I have the following table
DEST_COUNTRY_NAME ORIGIN_COUNTRY_NAME count
United States Romania 15
United States Croatia 1
United States Ireland 344
Egypt United States 15
The table is represented as a Dataset.
scala> dataDS
res187: org.apache.spark.sql.Dataset[FlightData] = [DEST_COUNTRY_NAME: string, ORIGIN_COUNTRY_NAME: string ... 1 more field]
The schema of dataDS
is
scala> dataDS.printSchema;
root
|-- DEST_COUNTRY_NAME: string (nullable = true)
|-- ORIGIN_COUNTRY_NAME: string (nullable = true)
|-- count: integer (nullable = true)
I want to sum all the values of the count
column. I suppose I can do it using the reduce
method of Dataset
.
I thought I could do the following but got error
scala> (dataDS.select(col("count"))).reduce((acc,n)=>acc+n);
<console>:38: error: type mismatch;
found : org.apache.spark.sql.Row
required: String
(dataDS.select(col("count"))).reduce((acc,n)=>acc+n);
^
To make the code work, I had to explicitly specify that count
is Int
even though in the schema, it is an Int
scala> (dataDS.select(col("count").as[Int])).reduce((acc,n)=>acc+n);
Why did I have to explicitly specify type of count
? Why Scala's type inference
didn't work? In fact, the schema of the intermediate Dataset
also infers count
as a Int
.
dataDS.select(col("count")).printSchema;
root
|-- count: integer (nullable = true)
Just follow the types or look at the compiler messages.
You start with Dataset[FlightData]
.
You call it's select
with col("count")
as an argument. col(_)
returns Column
The only variant of Dataset.select
which takes Column
returns DataFrame
which is an alias for Dataset[Row]
.
There are two variants of Dataset.reduce
one taking ReduceFunction[T]
and the second (T, T) => T
, where T
is type constructor parameter of the Dataset
, i.e. Dataset[T]
. (acc,n)=>acc+n
function is a Scala anonymous function, hence the second version apply.
Expanded:
(dataDS.select(col("count")): Dataset[Row]).reduce((acc: Row, n: Row) => acc + n): Row
which sets constraints - function takes Row
and Row
and returns Row
.
Row
has no +
method, so the only option to satisfy
(acc: ???, n: Row) => acc + n)
is to use String
(you can +
Any
to String
.
However this doesn't satisfy the complete expression - hence the error.

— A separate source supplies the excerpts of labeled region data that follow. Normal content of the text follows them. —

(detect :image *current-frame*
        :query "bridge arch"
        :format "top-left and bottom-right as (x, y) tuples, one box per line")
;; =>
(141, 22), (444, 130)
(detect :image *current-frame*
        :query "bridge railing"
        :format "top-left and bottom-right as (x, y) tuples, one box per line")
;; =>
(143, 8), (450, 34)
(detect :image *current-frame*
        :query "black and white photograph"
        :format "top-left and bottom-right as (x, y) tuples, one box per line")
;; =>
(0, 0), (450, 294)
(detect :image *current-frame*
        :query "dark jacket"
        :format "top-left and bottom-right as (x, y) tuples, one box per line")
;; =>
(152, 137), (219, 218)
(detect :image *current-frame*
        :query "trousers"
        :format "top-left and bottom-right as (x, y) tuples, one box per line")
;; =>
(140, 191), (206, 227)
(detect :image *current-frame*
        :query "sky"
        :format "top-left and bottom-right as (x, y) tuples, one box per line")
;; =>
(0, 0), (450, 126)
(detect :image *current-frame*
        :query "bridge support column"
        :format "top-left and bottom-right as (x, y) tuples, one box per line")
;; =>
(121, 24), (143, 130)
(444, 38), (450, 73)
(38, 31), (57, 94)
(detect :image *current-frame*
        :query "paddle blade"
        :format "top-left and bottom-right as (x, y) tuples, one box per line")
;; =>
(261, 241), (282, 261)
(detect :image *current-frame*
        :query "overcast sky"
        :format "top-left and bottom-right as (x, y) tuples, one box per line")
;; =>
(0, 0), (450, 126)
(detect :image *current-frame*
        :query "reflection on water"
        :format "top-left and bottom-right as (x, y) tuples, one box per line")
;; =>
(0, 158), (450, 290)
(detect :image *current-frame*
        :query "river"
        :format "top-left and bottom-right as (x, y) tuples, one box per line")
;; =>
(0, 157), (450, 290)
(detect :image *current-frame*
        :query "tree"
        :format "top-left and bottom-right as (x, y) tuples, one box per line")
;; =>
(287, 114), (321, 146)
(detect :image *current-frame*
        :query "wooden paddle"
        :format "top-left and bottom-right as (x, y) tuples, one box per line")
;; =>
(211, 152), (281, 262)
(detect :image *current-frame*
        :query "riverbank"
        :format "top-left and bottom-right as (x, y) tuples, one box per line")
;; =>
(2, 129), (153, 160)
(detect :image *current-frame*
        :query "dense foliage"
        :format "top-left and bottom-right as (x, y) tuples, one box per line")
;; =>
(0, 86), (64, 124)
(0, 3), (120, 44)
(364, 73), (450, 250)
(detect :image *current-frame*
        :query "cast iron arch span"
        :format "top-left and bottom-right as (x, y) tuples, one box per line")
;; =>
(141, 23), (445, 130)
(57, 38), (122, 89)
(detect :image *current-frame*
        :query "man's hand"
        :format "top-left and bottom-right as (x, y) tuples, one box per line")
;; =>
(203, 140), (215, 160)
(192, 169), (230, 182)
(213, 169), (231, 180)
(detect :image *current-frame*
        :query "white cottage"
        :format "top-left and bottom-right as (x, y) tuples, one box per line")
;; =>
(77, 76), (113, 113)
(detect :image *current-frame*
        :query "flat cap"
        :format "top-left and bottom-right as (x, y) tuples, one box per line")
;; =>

You've already figured out that you can use
dataDS.select(col("count").as[Int]).reduce((acc, n) => acc + n)
where col("count").as[Int]
is a TypedColumn[Row, Int]
and corresponding select
returns Dataset[Int]
.
Similarly you could
dataDS.select(col("count")).as[Int].reduce((acc, n) => acc + n)
and
dataDS.toDF.map(_.getAs[Int]("count")).reduce((acc, n) => acc + n)
In all cases
.reduce((acc, n) => acc + n)
being (Int, Int) => Int
.